300 Schadenersatz-Forderungen an ÖBB

300 Schadenersatz-Forderungen sind schon da, die ÖBB stellt sich vor allem nach dem Ende der Osterferien auf weitere ein. Da könnte die Bahn nach dem Chaos am vergangenen Freitag mit einem blauen Auge davonkommen. Immerhin waren nach einem Brand im Stellwerk 15.000 Fahrgäste zu Ferienbeginn gestrandet.

"Betroffene, die noch keine Forderungen gestellt haben, müssen keinen Stress vor den Osterfeiertagen haben. So schnell verjährt der Anspruch nicht", sagt ÖBB-Sprecher Bernhard Rieder.
Während man im Kundencenter am Freitag und Samstag mit doppelt sovielen Anfragen wie normal konfrontiert war, gingen bisher verhältnismäßig wenige Forderungen ein. Die ÖBB wollen vor allem jene entschädigen, die ein Ticket gekauft hatten und gar nicht mit dem Zug fahren konnten. Wer auf der Strecke  hängen blieb und mit Bussen weitertransportiert wurde, wird vermutlich - außer die Verspätung war sehr lange - kein Geld erhalten.

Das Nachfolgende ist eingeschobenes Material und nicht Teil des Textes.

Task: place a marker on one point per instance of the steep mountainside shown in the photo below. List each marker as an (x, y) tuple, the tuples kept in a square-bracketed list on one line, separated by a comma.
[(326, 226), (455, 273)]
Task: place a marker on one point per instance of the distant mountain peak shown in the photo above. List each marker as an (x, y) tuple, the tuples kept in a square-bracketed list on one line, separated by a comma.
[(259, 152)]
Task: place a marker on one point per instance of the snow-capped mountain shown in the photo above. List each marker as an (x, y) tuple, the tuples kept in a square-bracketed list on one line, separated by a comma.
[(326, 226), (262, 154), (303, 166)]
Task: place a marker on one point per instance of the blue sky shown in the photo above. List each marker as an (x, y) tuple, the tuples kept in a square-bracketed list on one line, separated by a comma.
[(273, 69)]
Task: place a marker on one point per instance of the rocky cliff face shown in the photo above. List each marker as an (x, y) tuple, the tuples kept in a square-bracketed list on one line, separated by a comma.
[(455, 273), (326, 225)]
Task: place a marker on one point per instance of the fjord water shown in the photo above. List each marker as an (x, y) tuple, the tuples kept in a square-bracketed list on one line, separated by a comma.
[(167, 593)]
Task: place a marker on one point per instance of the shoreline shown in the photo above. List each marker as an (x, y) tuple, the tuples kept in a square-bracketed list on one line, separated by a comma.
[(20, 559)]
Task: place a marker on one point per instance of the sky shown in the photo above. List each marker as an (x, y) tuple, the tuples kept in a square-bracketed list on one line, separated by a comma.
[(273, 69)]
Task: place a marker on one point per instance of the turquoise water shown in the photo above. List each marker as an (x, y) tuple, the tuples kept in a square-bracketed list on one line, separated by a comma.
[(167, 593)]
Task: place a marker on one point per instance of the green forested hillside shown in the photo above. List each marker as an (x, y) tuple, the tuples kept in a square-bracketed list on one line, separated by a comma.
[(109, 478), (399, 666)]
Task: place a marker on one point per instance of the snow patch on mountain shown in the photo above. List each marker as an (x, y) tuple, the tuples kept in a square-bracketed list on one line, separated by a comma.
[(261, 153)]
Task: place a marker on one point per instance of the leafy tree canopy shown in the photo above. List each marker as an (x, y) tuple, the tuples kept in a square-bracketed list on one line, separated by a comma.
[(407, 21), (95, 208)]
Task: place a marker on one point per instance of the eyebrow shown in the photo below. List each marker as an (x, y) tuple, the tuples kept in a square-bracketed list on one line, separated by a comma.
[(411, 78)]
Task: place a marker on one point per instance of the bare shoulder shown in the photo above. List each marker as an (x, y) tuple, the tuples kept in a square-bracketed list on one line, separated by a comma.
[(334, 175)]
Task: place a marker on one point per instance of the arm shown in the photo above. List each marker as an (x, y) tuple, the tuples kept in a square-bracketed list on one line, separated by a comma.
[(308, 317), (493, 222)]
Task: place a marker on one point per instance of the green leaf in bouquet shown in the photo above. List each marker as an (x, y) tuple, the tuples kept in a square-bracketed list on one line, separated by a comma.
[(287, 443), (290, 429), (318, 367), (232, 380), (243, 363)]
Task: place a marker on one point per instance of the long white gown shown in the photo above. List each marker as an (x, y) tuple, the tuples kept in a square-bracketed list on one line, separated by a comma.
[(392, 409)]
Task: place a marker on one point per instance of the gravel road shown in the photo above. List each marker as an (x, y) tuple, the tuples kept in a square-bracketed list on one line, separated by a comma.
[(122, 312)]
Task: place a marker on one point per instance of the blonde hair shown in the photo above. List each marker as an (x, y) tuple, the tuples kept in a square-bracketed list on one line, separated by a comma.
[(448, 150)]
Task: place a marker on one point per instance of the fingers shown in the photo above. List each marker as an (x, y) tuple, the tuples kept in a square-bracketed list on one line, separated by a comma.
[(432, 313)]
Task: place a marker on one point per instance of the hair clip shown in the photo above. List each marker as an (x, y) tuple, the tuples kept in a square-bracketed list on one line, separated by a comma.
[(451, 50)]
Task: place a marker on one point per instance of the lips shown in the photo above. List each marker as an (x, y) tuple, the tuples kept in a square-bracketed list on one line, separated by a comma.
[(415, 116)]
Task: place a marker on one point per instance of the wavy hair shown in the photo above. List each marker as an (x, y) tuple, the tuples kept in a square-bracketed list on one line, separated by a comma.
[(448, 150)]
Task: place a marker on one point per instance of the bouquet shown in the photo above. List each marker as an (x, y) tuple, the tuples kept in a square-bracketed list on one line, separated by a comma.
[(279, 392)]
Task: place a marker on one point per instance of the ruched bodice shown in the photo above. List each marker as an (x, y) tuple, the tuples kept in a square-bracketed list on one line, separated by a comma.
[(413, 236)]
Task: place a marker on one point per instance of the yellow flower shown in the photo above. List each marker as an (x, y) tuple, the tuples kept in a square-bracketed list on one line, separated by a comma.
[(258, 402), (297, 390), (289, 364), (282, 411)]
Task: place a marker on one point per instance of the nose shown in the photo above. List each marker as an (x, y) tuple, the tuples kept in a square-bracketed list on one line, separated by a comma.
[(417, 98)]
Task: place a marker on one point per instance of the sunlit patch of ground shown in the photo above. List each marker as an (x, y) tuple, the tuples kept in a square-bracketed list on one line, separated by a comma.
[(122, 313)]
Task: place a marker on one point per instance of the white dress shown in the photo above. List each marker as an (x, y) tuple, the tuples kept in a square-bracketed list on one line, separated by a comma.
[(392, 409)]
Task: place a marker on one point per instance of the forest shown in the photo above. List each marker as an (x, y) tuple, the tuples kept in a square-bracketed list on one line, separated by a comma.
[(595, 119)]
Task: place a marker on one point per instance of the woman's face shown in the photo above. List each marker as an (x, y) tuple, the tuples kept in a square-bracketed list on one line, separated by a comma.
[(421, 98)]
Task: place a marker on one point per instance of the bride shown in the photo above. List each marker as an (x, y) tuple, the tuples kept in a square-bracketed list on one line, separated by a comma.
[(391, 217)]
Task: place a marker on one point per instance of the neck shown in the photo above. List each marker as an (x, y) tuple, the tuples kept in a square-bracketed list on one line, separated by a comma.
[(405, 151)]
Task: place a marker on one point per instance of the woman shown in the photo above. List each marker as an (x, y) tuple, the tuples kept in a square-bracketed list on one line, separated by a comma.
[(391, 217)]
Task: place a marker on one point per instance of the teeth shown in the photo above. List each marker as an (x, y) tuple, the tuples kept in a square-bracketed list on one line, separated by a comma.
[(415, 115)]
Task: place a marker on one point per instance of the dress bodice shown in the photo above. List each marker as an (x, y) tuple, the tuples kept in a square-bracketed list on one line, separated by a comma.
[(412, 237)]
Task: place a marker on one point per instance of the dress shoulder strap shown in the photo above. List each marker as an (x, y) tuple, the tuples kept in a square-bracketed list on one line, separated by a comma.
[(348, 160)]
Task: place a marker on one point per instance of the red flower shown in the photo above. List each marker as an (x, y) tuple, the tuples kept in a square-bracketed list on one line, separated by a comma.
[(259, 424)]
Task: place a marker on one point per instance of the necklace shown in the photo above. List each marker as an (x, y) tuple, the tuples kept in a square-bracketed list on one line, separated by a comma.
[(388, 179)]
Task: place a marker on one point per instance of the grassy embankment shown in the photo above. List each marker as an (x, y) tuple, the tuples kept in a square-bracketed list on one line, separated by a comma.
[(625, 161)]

Schnellere Reaktion bei Krisen
In Einzelfällen könnten auf Kulanz S-Bahn-Kunden, die  von der Fahrgastverordnung ausgeschlossen sind, zu Entschädigungen kommen. Allerdings nur dann, wenn sie keine Dauerkarte haben und auch  kein Schienenersatzverkehr zur Verfügung gestellt wurde.
Künftig sollen bei ähnlichen Krisen der Infopoint am Bahnhof viel schneller besetzt und wichtige Informationen auf den Bildschirmen gesendet werden.